Some of the year-over-year changes include:

  • Council costs are expected to fall by 13.9% ($26,975), due to a decrease in benefit costs and lower conference fees and travel costs, reflecting a shift to online conferences and meetings.
  • General government operations costs are expected to grow by 12.1% ($192,664), due to increased salary expenses, higher recruitment costs, higher computer services fees, an increase in Property and Liability insurance costs and the addition of the costs of the parcel taxes charged to Town-owned property. These increases were partially offset by a decrease in professional services & fees.
  • Grants, donations and fee for service – the overall budget for this category, which includes ongoing grants to the community, increased by $34,474 to $351,816 compared to 2020. The majority of the increase relates to the COVID-19 Community Grant ($25,000.) Other beneficiaries of this funding include Police Victim Services ($8,000), Restorative Justice ($2,710), the Coast Cultural Alliance ($2,000), the Gibsons Seniors Society ($5,045) and organizations who apply for one-time funding through our General Grants of Assistance program ($20,000). Fees for services such as Visitor Information Services ($45,000), Youth Services Worker ($14,325), SCREDO ($45,656) and SC Tourism ($7,200) are also included.
  • Municipal Buildings budgeted costs have been increased by 8.3% for 2021, due to required repairs and maintenance identified by the building assessments done in 2020.
  • ICBC/Driver’s Services costs are expected to increase by 2.5% ($7,355) over 2020.
  • Protective Services include costs for building inspection, bylaw enforcement and animal control. In 2021, costs in this category are expected to increase by 3.9% to $268,399.

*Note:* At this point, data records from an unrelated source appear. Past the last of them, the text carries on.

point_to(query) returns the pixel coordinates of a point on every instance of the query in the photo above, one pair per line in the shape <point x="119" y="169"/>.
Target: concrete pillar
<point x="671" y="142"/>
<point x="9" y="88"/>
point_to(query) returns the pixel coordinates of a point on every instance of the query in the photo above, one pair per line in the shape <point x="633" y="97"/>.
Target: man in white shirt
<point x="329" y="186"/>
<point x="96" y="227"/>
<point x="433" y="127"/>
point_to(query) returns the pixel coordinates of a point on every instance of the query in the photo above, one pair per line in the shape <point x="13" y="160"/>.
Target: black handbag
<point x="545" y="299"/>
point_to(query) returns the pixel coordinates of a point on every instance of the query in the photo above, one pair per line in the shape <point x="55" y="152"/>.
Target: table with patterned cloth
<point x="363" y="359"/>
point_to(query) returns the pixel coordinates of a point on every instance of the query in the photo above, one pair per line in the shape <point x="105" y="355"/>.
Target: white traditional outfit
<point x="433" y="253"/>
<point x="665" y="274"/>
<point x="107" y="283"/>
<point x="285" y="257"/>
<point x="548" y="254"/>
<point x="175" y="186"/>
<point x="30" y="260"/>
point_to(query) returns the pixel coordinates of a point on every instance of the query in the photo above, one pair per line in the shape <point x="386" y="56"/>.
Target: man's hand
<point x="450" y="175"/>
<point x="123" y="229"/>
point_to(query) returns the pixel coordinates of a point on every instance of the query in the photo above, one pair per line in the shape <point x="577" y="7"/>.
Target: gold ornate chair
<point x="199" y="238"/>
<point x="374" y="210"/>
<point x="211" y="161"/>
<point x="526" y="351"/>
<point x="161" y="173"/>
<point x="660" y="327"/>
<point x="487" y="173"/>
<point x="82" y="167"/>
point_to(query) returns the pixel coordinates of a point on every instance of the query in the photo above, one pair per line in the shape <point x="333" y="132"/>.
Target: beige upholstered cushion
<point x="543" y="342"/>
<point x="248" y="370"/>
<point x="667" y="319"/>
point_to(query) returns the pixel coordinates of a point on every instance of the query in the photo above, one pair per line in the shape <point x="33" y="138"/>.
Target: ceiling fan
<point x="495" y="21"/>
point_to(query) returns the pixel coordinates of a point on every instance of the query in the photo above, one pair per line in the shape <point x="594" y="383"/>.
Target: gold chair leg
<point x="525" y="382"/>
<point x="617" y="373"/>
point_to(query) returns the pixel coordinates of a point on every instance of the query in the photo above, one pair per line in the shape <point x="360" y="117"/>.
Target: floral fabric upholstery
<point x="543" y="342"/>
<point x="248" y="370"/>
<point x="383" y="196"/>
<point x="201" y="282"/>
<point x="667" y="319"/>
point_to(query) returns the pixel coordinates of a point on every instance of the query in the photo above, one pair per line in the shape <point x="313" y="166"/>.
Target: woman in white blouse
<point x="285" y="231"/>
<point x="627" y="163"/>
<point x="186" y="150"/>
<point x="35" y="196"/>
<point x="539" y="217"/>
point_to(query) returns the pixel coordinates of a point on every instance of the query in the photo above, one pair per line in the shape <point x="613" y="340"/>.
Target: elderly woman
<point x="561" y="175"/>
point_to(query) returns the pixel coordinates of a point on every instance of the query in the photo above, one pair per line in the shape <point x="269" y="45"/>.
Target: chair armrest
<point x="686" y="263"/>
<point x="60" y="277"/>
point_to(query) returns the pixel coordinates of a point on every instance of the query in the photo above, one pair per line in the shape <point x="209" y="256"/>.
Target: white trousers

  • Infrastructure Services budgeted expenses are down by 2.6%, due to:
      • An overall decrease in general administration costs for the department, which includes salaries, wages, dues & subscriptions, professional services, training and travel;
      • A decrease in costs associated with the Public Works – Henry Road Workshop, which includes salaries, wages, dues & subscriptions, training & travel, and repairs & maintenance;
      • Increased costs associated with traffic signs and streetlights;
      • A slight decrease in Road Maintenance costs, to better reflect actual costs incurred in previous years;
      • An increase in snow removal costs, due to increased staffing and vehicle charges;
      • An increase in Drainage costs, which reflects the carryover of some costs associated with 2020 CCTV and flushing program, which was delayed due to the pandemic;
      • An increase solid waste expenditures, which are related to enhanced street garbage service and increased garbage and organics collections costs;
      • An increase in equipment costs; and
      • A slight decrease in the operating costs associated with the Gibsons District Energy Utility, as the system is decommissioned.
  • Planning Department expenses are expected to decrease by $36,894, or 7%, over 2020. The change is mainly related to a payment of $70,000 which was directed to the Sunshine Coast Affordable Housing Society in 2020. No such payment will be made in 2021.
  • Parks and Cultural Services expenditures are expected to increase slightly (1.3%) over 2020. The increase mainly relates to costs associated with COVID-19 related safety supplies, washroom cleaning and rental of porta-potties.
  • Fiscal Services includes bank charges, debt servicing costs and transfers to reserves. The overall budget of $878,581 is a decrease of $91,205 compared to 2020, with the change mainly related to a significant reduction in debt servicing costs following the retirement of the 2009 Road Rehab debt and a reduction in the interest rate charged on the debt related to the RCMP Building from 3.56% to 1%. These reductions were offset slightly by a small increase in transfers to vehicle/capital reserves to reflect additional fleet-related costs related to physical distancing requirements of the pandemic.
Net Surplus

With total budgeted revenues of $7,047,876 and total expenses budgeted at $6,902,245, the net result is a budgeted surplus of $145,632. This may be used to finance the current year capital/projects plan, transfers to reserves, funding requests by external organizations and/or additional considerations of Council.